And according to the conversion relation between the frequency and the position and the conversion relation between the angular speed and the integral multiple fundamental frequency, converting x = c -1 sj and ω =2k π f i Substitution, then U k (j,f i σ) can be expressed as:
the step S2 specifically includes:
s21, multiplying ith window of input voice signal by normal distribution window functionObtaining a signal after the window multiplication;
the window function used by the FFT has the characteristics of small two ends and large middle, and the two ends of the general window function are close to 0 value, so the window function of the FFT can be regarded as a window using infinite length and a window function of which two sides are infinitely close to 0 approximately. Standard normal distribution window function selected by the methodIs simple enough to facilitate the following integration operation.

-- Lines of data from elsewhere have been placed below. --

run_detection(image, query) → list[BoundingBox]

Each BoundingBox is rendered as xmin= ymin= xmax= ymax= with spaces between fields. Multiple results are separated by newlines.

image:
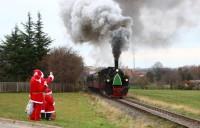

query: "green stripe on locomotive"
xmin=113 ymin=73 xmax=122 ymax=86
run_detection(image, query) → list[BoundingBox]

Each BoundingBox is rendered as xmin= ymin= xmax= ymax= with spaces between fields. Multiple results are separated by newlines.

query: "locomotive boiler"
xmin=87 ymin=60 xmax=129 ymax=98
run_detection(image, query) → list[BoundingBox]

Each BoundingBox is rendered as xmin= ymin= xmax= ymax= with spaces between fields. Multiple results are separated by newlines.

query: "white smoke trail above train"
xmin=62 ymin=0 xmax=132 ymax=59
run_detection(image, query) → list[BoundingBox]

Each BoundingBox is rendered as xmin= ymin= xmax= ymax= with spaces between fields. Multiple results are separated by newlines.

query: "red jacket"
xmin=45 ymin=93 xmax=55 ymax=113
xmin=30 ymin=76 xmax=53 ymax=104
xmin=30 ymin=76 xmax=47 ymax=104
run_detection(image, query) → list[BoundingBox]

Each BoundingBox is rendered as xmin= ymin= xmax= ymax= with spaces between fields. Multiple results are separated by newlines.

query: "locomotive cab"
xmin=87 ymin=61 xmax=129 ymax=97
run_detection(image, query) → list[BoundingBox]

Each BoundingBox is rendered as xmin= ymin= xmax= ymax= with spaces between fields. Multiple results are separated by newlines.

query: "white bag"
xmin=25 ymin=100 xmax=33 ymax=115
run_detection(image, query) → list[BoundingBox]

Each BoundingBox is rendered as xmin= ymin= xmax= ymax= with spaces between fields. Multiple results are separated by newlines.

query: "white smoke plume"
xmin=115 ymin=0 xmax=200 ymax=47
xmin=62 ymin=0 xmax=132 ymax=59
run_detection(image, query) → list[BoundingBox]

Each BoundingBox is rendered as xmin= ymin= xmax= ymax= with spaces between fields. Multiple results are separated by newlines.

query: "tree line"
xmin=134 ymin=62 xmax=200 ymax=89
xmin=0 ymin=13 xmax=83 ymax=83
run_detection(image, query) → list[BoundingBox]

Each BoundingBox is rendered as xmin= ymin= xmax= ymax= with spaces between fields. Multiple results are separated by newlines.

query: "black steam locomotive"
xmin=87 ymin=60 xmax=129 ymax=97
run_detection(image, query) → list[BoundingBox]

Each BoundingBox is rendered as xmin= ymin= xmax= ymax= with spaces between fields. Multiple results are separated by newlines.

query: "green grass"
xmin=129 ymin=89 xmax=200 ymax=119
xmin=0 ymin=93 xmax=116 ymax=128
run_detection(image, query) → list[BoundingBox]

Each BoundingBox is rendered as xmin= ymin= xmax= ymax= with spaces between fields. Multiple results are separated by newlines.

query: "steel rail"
xmin=116 ymin=98 xmax=200 ymax=128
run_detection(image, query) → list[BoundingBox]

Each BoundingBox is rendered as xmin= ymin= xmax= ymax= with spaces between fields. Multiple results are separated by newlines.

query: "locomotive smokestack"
xmin=115 ymin=59 xmax=118 ymax=69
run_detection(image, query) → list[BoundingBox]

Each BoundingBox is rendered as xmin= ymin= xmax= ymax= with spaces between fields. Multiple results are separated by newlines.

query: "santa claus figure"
xmin=29 ymin=69 xmax=54 ymax=121
xmin=44 ymin=88 xmax=56 ymax=120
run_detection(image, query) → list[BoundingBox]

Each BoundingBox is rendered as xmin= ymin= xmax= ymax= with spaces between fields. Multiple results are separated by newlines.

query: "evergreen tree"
xmin=0 ymin=13 xmax=52 ymax=81
xmin=0 ymin=26 xmax=24 ymax=81
xmin=34 ymin=13 xmax=52 ymax=61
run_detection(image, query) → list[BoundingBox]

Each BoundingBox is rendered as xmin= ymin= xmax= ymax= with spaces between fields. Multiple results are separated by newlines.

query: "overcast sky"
xmin=0 ymin=0 xmax=200 ymax=68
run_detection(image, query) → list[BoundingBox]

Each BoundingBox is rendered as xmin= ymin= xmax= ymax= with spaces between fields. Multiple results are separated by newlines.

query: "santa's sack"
xmin=25 ymin=100 xmax=33 ymax=115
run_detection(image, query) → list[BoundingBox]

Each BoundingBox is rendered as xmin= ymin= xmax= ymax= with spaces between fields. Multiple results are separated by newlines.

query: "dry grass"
xmin=134 ymin=96 xmax=200 ymax=115
xmin=88 ymin=96 xmax=183 ymax=128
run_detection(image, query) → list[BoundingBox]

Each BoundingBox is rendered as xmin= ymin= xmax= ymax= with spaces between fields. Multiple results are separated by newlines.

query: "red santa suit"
xmin=45 ymin=88 xmax=55 ymax=120
xmin=30 ymin=69 xmax=53 ymax=120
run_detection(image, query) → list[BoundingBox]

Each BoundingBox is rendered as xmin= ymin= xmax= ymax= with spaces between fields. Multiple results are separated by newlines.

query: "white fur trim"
xmin=49 ymin=74 xmax=54 ymax=80
xmin=30 ymin=100 xmax=43 ymax=104
xmin=45 ymin=111 xmax=55 ymax=113
xmin=45 ymin=91 xmax=52 ymax=95
xmin=33 ymin=72 xmax=38 ymax=76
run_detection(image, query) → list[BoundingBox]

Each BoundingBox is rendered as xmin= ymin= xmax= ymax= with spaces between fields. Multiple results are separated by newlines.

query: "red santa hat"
xmin=33 ymin=69 xmax=44 ymax=79
xmin=45 ymin=88 xmax=52 ymax=95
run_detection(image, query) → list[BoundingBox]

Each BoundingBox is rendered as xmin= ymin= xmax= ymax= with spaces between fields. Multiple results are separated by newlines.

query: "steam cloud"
xmin=62 ymin=0 xmax=132 ymax=59
xmin=115 ymin=0 xmax=200 ymax=46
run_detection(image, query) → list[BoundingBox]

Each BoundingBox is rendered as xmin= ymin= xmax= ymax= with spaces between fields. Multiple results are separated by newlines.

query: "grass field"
xmin=129 ymin=89 xmax=200 ymax=119
xmin=0 ymin=93 xmax=185 ymax=128
xmin=0 ymin=93 xmax=116 ymax=128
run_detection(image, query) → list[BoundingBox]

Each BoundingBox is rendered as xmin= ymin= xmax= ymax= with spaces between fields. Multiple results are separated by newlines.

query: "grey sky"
xmin=0 ymin=0 xmax=200 ymax=67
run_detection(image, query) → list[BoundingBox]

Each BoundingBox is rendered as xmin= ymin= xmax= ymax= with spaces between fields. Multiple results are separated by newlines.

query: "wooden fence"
xmin=0 ymin=82 xmax=84 ymax=92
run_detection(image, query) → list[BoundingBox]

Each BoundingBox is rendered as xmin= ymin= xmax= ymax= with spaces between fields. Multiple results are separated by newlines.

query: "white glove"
xmin=49 ymin=72 xmax=54 ymax=81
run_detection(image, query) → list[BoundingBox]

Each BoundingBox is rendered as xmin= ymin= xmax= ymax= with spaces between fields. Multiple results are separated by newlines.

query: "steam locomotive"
xmin=87 ymin=60 xmax=129 ymax=98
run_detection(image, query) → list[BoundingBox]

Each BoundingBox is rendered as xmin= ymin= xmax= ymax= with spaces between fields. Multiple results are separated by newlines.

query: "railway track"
xmin=116 ymin=98 xmax=200 ymax=128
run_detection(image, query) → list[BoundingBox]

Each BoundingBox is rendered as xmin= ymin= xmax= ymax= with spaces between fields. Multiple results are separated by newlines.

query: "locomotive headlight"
xmin=106 ymin=79 xmax=110 ymax=82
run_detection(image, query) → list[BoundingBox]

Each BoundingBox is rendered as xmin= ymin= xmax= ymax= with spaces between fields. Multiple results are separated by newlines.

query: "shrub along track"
xmin=114 ymin=98 xmax=200 ymax=128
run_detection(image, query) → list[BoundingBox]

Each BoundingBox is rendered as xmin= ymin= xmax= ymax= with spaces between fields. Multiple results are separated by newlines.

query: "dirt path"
xmin=0 ymin=118 xmax=61 ymax=128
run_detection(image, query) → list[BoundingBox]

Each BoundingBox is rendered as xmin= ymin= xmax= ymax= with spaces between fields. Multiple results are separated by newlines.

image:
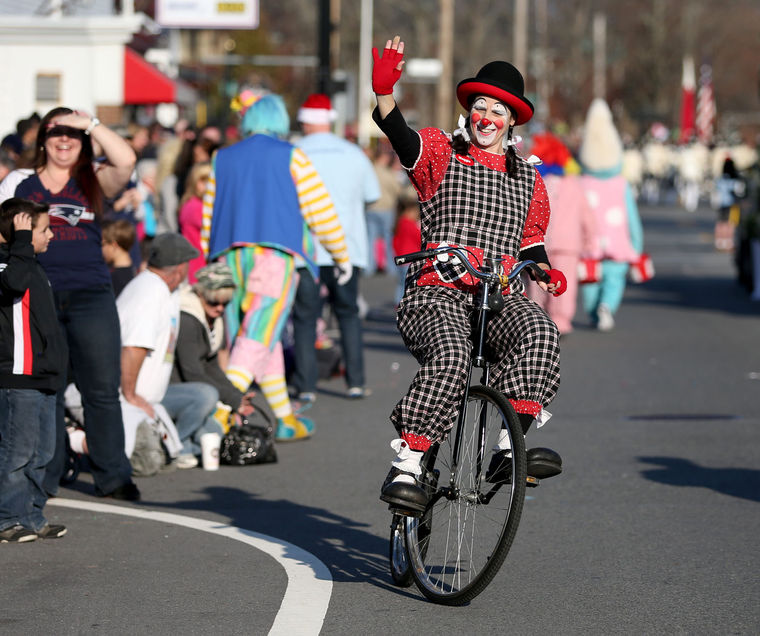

S22, performing Fast Fourier Transform (FFT) on the signal after the window multiplication to obtain an amplitude spectrum after the FFTWherein, the first and the second end of the pipe are connected with each other,is composed ofThe jth component in the frequency direction of (c),the ith window of the input speech signal is the amplitude spectrum after fast Fourier transform.
Since the window length can be regarded as infinity approximately, now an infinite length window is used to calculate the amplitude spectrum after fast fourier transform, and the amplitude corresponding to the frequency position x in the spectrum is recorded as f (x), and the specific calculation formula of f (x) is:
to simplify the calculation, f () can be approximately converted to an integral form by treating the discrete signal approximation in the above equation as a continuous signal, resulting in g (x):
when x >0, the integral in step g (x) is solved, and simplified to obtain:
as can be seen by splitting g (x) in the above formula,andboth are low at both sides and high in the middle; furthermore, in the case of a liquid crystal display,the peak of (a) occurs at x = -omega/2 pi, andthe peak of (d) occurs at x =/2 pi. Therefore, according to law 3, ifThen x is greater than or equal to 0 in g (x)Will be small and approximately negligible. Therefore, at this time, g ():
from equation (4), when σ is taken, this function only produces translation along the x-axis with the change of ω and longitudinal scaling with the transformation of a, but its basic shape property remains unchanged, so L (x, ω, σ) of equation (4) can be used as a mask template function to represent the behavior of all time-domain components with amplitude a and angular velocity ω in the frequency domain.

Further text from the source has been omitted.